Well that explains it!!!!!
Hehe. Industry has done wonders with the byproducts of production? Try some positive reinforcement? Hehe. Just remember, our polluting pollution today is much better than the old polluting pollution we used to have! Right, Judge? Sounds like the Judge has been lighting up a bit too much.
When I get angry does that contribute to global warming. There is a lot of hot air here.
rofl @ Lamb... Clean coal is available, but I'm with you: Go Nuclear! Hell, they can build a reactor in my back yard...when I can buy Marty McFly's Mr. Home Fusion model???
I think some people on here are too gulable and buy everything big corporations, and their paid off puppets (politicians) spew. I guess these politicians and companies know more than scientists. Polluting more = better air quality, yay! I guess if they told Little Lamb and PT that eating a greey cheeseburger and chili cheese fries was better than eating salad they would be at Hardees right about now.
You missed my point, Imdstuf. I merely pointed out that as the air has gotten cleaner over the past thirty years, asthma rates have gone up. Therefore, if we allow a little more air pollution, asthma rates are likely to go down again. Some of those large particles are beneficial.
I understood your point Little Lamb. Your logic is twisted though. If Asthma rates have risen, I do not think it is because of better air control. If anything, the bad air control in the past has led to such problems being bred into people and passed down. With air becoming cleaner, hopefully people will evolve in the other direction where they do not have asthmatic problems.
Ok, please let me clear something up for you. If you look at what is in the air today and what was in the air 50 or 10 years ago you would find that there is actually less "Large Particles" in the air. We did not have the technology to test for air particles back then that we can detect today. This does not correlate however to their being less asthma then than as their is now. As an public health educator, I always get the "we were more healthy then" speil from people. Its not true. Chronic Diseases were less abundant because they went undetected and treated. There were less occurrences of asthma and other diseases then, becuause the tests were not as good and the medical community was not as knowledgeable. There was no spyrometery 50 years ago, and the machines used 10 years ago were not as affordable, widespread, and small as the ones we have now. Now you could argue that part of the problem are the pharmacuetical lobbyist are helping lowering the threshold for diagnosis to sell more medication to a wider group of people. I would totally agree with you, but they have their own studies to back what they say (Vytorin).

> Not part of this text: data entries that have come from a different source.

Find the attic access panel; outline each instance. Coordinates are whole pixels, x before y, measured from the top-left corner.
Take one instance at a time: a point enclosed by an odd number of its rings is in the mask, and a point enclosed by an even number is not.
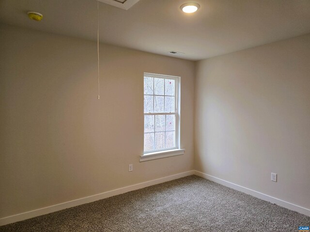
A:
[[[140,0],[99,0],[104,3],[124,10],[128,10]]]

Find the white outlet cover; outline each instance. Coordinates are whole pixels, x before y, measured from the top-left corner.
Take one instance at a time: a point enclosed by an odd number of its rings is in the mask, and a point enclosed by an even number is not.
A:
[[[277,174],[271,173],[271,180],[272,181],[277,182]]]

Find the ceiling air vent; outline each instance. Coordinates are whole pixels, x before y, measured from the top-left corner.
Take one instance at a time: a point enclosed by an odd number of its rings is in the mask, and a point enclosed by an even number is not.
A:
[[[108,4],[119,8],[128,10],[140,0],[99,0],[104,3]]]
[[[177,52],[176,51],[170,51],[170,52],[168,52],[168,53],[171,53],[171,54],[176,54],[176,55],[182,55],[182,54],[185,54],[184,52]]]

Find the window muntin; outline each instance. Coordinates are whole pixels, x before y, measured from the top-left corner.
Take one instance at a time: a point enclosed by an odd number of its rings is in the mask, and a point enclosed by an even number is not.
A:
[[[178,148],[178,81],[144,73],[144,153]]]

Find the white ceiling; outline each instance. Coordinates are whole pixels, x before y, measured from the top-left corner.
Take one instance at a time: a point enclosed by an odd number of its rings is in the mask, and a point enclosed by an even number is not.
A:
[[[180,6],[201,5],[187,14]],[[193,60],[310,33],[310,0],[140,0],[99,2],[102,42]],[[28,11],[43,14],[31,20]],[[95,0],[0,0],[0,22],[96,40]],[[184,54],[172,55],[174,50]]]

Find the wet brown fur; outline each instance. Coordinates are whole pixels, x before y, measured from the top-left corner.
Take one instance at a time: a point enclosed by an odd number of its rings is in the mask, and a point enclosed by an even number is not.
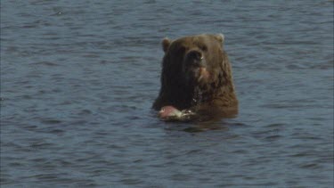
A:
[[[165,38],[162,47],[161,87],[153,109],[172,105],[178,110],[219,111],[224,116],[236,114],[238,100],[227,53],[223,47],[224,36],[198,35],[175,41]],[[191,50],[202,53],[209,78],[205,82],[186,84],[183,65],[184,55]],[[198,94],[200,91],[200,96]]]

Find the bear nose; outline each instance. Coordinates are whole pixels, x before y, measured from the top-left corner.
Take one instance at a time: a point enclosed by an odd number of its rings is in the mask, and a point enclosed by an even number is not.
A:
[[[202,53],[196,50],[189,52],[187,56],[191,60],[200,61],[203,59]]]

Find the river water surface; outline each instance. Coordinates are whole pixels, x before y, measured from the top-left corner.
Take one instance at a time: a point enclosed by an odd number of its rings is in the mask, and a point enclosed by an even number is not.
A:
[[[235,119],[151,109],[163,37],[224,33]],[[1,187],[332,187],[333,1],[1,0]]]

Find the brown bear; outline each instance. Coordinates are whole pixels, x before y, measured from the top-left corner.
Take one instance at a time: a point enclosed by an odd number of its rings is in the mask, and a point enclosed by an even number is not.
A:
[[[177,110],[232,117],[238,100],[223,34],[202,34],[176,40],[164,38],[161,87],[153,109]]]

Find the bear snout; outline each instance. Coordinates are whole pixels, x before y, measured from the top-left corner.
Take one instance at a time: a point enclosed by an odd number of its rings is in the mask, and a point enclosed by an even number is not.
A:
[[[189,67],[204,67],[205,61],[203,53],[199,50],[191,50],[185,54],[184,61]]]

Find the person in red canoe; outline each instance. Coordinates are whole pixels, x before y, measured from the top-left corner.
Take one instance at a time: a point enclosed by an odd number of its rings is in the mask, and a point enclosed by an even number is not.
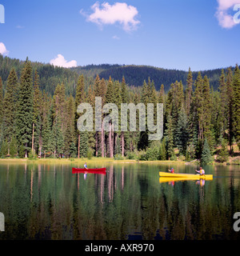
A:
[[[199,174],[200,175],[204,175],[204,174],[205,174],[205,170],[204,170],[202,167],[200,167],[200,170],[196,170],[196,172],[197,172],[198,174]]]
[[[84,169],[88,170],[87,166],[86,166],[86,162],[84,165]]]
[[[171,168],[171,170],[169,170],[168,171],[170,171],[171,174],[174,174],[174,169]]]

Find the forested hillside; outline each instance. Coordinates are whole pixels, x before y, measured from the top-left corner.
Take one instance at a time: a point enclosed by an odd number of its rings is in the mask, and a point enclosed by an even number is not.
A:
[[[217,78],[217,73],[198,72],[194,78],[190,70],[186,80],[176,80],[169,90],[163,84],[156,90],[151,73],[136,87],[127,85],[124,77],[119,80],[111,75],[106,79],[100,75],[87,78],[28,59],[20,62],[2,57],[0,60],[2,158],[102,156],[166,160],[175,159],[178,150],[184,159],[198,158],[208,163],[218,146],[221,146],[220,162],[227,161],[233,154],[234,142],[240,147],[240,70],[237,65],[221,70],[215,90],[207,74]],[[163,103],[163,138],[149,140],[147,129],[139,130],[138,114],[136,131],[114,131],[112,120],[107,119],[107,131],[95,131],[94,127],[91,132],[80,132],[77,120],[83,113],[78,114],[77,108],[88,102],[95,110],[95,97],[102,97],[102,105],[114,103],[119,116],[121,103]],[[102,126],[106,116],[102,114]]]

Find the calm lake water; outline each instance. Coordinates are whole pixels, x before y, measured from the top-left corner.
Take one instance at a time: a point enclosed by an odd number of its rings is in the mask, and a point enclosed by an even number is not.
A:
[[[233,228],[240,212],[239,166],[204,166],[214,175],[205,183],[159,182],[160,170],[194,173],[196,166],[103,166],[106,175],[86,177],[72,174],[74,162],[1,163],[0,240],[240,238]]]

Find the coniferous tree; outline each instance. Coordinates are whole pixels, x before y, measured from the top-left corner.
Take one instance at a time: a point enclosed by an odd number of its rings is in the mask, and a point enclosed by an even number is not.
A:
[[[189,68],[188,76],[186,79],[186,88],[185,91],[185,109],[186,114],[189,115],[190,111],[190,106],[192,103],[192,94],[193,94],[193,74],[190,68]]]
[[[220,162],[226,162],[229,159],[229,152],[227,150],[227,141],[226,139],[222,139],[222,147],[219,150],[218,156],[217,160]]]
[[[240,149],[240,70],[236,65],[233,78],[233,126],[235,138]]]
[[[2,90],[2,81],[0,77],[0,133],[2,133],[2,123],[3,118],[3,90]]]
[[[212,145],[210,129],[211,129],[211,110],[212,102],[210,99],[210,83],[207,76],[203,78],[202,83],[202,128],[203,138],[206,138],[208,142]]]
[[[170,160],[170,158],[174,154],[173,122],[172,122],[172,117],[170,115],[168,116],[166,126],[167,126],[167,130],[166,131],[166,152],[167,152],[168,159]]]
[[[54,138],[51,138],[50,115],[51,113],[50,110],[48,110],[42,120],[42,140],[44,158],[46,158],[46,154],[50,153],[51,149],[54,150]]]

Isn't the majority of mercury introduced into the environment from burning of coal? Nuclear power and hydrogen burning or fuel cell is the way to go with solar, wind, etc. also where feasible. I have thought that centralized power and waste is not the best strategy and would have each home, industry, etc. with separate power and waste storage and recycle. Although water would still be public I would have each home or business recycle waste water for yard use or where clean water is not a necessity, and place limits on water usage. We could be lot more frugal with our use of resources. This would eliminate having public utilities play catch up with growth to provide power, water, waste.